She became a pre-teen and we shared a love of movies, then she became a teen and the movies got better (ha ha). By then she could also tell me when the clothes I was wearing were totally uncool, even though I didn’t care. And she didn’t care that I didn’t care; she liked and accepted me just as I was, in my “mom jeans” and tee shirts, with all my quirks. She was able to teach me how to send a text message (although I only did it once). At age sixteen she shocked me by going into the kitchen and whipping up a batch of brownies that I could never in a million years have topped. I had no idea she’d been watching so closely! And also, I now see, I had no idea how much she was sharing with me, and how much she was growing into my friend.

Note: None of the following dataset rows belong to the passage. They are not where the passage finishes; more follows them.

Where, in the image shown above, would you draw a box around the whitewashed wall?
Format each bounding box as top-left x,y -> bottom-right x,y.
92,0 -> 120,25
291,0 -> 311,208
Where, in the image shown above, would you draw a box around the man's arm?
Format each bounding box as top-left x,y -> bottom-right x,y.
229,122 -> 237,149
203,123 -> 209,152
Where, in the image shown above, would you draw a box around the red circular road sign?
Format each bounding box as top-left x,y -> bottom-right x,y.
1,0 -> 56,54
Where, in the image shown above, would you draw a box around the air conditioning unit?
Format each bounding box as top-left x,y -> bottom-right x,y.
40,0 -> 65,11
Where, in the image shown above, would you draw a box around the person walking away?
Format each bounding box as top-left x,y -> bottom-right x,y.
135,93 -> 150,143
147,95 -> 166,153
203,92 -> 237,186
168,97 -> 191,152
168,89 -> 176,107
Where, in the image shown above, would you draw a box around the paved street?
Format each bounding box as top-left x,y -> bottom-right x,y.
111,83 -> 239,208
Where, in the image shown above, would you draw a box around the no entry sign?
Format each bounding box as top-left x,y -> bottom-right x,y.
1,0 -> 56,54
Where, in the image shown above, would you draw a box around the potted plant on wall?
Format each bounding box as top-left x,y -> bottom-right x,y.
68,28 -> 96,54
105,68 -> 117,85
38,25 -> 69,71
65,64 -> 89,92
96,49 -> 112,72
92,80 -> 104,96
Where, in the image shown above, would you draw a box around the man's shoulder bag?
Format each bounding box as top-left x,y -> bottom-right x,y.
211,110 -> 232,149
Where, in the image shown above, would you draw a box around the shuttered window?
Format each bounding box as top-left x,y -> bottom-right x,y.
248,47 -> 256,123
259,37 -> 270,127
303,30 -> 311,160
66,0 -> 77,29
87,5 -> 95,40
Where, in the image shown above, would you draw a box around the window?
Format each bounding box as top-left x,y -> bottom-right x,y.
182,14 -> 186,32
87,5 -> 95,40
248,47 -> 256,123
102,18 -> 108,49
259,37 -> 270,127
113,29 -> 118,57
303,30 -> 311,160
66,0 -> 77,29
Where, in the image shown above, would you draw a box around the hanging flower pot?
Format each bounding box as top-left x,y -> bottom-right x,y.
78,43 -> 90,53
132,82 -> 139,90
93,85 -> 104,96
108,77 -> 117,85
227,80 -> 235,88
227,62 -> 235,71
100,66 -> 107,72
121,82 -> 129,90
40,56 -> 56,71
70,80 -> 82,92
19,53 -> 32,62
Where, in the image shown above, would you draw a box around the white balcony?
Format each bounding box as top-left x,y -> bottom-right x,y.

And now my friend is moving away. She isn’t leaving me and she won’t stop being my friend, of course, but she won’t be sharing my daily life anymore. She won’t be there to tell me if that picture looks good by that door, or watch the bad TV shows that are our “guilty pleasure”, or step up and make her most awesome pot roast to feed the family dinner when I am too tired to cook. She won’t be quietly but firmly hushing the boys into another room when I have a headache (no one knows my headaches quite like she does) or sharing our favorite treat with movies - a big bowl of artery-clogging buttered popcorn with a large bag of peanut M&M’s dumped right into it. I feel the loss approaching, getting closer and closer, each time we do something together for what I fear – rationally or irrationally – will be the last time.

My home will never be empty, that I know. I have my son and my beloved “strays”, my foster son and my pseudo-daughters, and there will surely be even more of them to come. But none will ever be that person who was always there, through everything, keeping me company and being my companion. None will ever know me like she does.

You know what’s funny, in a way? My sadness over her leaving actually makes me happy at the same time. It means that I have managed to nurture the kind of relationship with my daughter that leaves this kind of hole behind when it changes and moves on, the kind of relationship that includes so many things worth missing. And that means they were worth having.